The contracts may actually state that there is a minimum guarantee through a contractual clause. However, the contract may not actually have a minimum guarantee clause but may still have a provision that creates a "shortfall" that the provider is obligated to pay. If the contract creates this shortfall that the provider is obligated to pay, the contract will be construed to be a minimum guarantee contract. However, the contract may also contain verbiage that allows for the physician(s) to make more than a specified amount if they generate enough charges. These arrangements are similar to a bonus situation and should not be construed as a minimum guarantee because they do not create a shortfall that the provider is obligated to pay.

There is another situation where a minimum guarantee is implied. Per 15-1, Section 2109.4.A. if the required allocation agreement (requirement #2 above) does not specify the availability hours for which the provider compensates the physician, availability services costs will not be allowable unless the condition of §2109.4.C. are met with respect to minimum guarantee arrangements.

If the contracts are minimum guarantee contracts, there is a limitation applied as described in PRM 15-1, Section 2109.4.C. The limit calculation compares the fees paid for ER coverage to the gross charges generated for the practitioners (physicians and mid-levels) for the ER professional services. Noridian has modified this calculation to compare the availability cost to the gross reimbursement received, noting that providers are seldom paid on the basis of charges under today's reimbursement mechanisms. Noridian has had this methodology reviewed by the CMS Regional Office and the Blue Cross Blue Shield Association and they have agreed that this methodology is acceptable. If the physician generates gross reimbursement greater than the compensation paid to the physician for ER availability, there is no allowable ER availability costs. If the physician generates gross reimbursement less than the compensation paid to the physician, the difference between the gross reimbursement and the compensation paid is the allowable ER availability costs. For example, if the provider pays a physician $50,000 for ER availability and the physician generates $80,000 of charges which in turn generates $40,000 of gross reimbursement, the provider would have $10,000 as ER availability costs to claim ($50,000-$40,000). However if the $80,000 of charges generated $60,000 of gross reimbursement, there would be $0 ER availability cost because the gross reimbursement is greater than the amount paid for the ER coverage.

If the contracts are not minimum guarantee contracts, this limitation should not be applied. In the absence of a minimum guarantee arrangement as described above, the amount of allowable ER availability costs is the amount paid to the physician(s) to the extent that the provider meets the requirements stated above.

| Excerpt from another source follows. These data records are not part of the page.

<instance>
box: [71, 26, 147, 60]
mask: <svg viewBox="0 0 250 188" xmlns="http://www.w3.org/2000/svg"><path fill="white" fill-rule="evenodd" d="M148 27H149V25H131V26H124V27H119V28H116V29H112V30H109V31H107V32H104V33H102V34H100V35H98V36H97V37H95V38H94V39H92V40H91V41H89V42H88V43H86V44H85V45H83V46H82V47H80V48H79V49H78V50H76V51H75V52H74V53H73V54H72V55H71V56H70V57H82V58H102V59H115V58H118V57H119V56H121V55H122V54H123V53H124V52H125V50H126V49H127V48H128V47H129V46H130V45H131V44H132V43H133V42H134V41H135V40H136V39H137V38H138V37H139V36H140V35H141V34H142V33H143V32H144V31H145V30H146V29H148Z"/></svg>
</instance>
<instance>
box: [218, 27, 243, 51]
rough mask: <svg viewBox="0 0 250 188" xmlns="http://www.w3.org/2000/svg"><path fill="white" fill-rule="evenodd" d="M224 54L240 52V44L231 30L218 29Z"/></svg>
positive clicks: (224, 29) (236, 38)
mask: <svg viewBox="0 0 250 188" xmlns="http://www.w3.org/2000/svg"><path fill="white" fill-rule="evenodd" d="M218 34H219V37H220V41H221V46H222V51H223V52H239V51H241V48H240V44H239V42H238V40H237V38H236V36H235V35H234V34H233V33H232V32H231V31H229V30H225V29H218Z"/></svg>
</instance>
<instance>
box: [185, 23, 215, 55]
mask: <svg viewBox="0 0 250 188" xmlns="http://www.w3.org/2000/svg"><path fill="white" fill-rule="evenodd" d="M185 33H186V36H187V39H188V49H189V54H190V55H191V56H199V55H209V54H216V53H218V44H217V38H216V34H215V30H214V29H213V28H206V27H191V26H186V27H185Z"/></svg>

These guidelines are not intended to create CMS policy. These guidelines are intended to provide general guidance for Noridian auditors only while reviewing the applicable topic. CMS has indicated that they are reviewing this issue and may issue new PRM instructions in the future. If the new PRM instructions, or if CMS provides any future clarification that differ from the above guidelines, Noridian is obligated to follow the newly issued instructions or clarification without advance notice to the providers.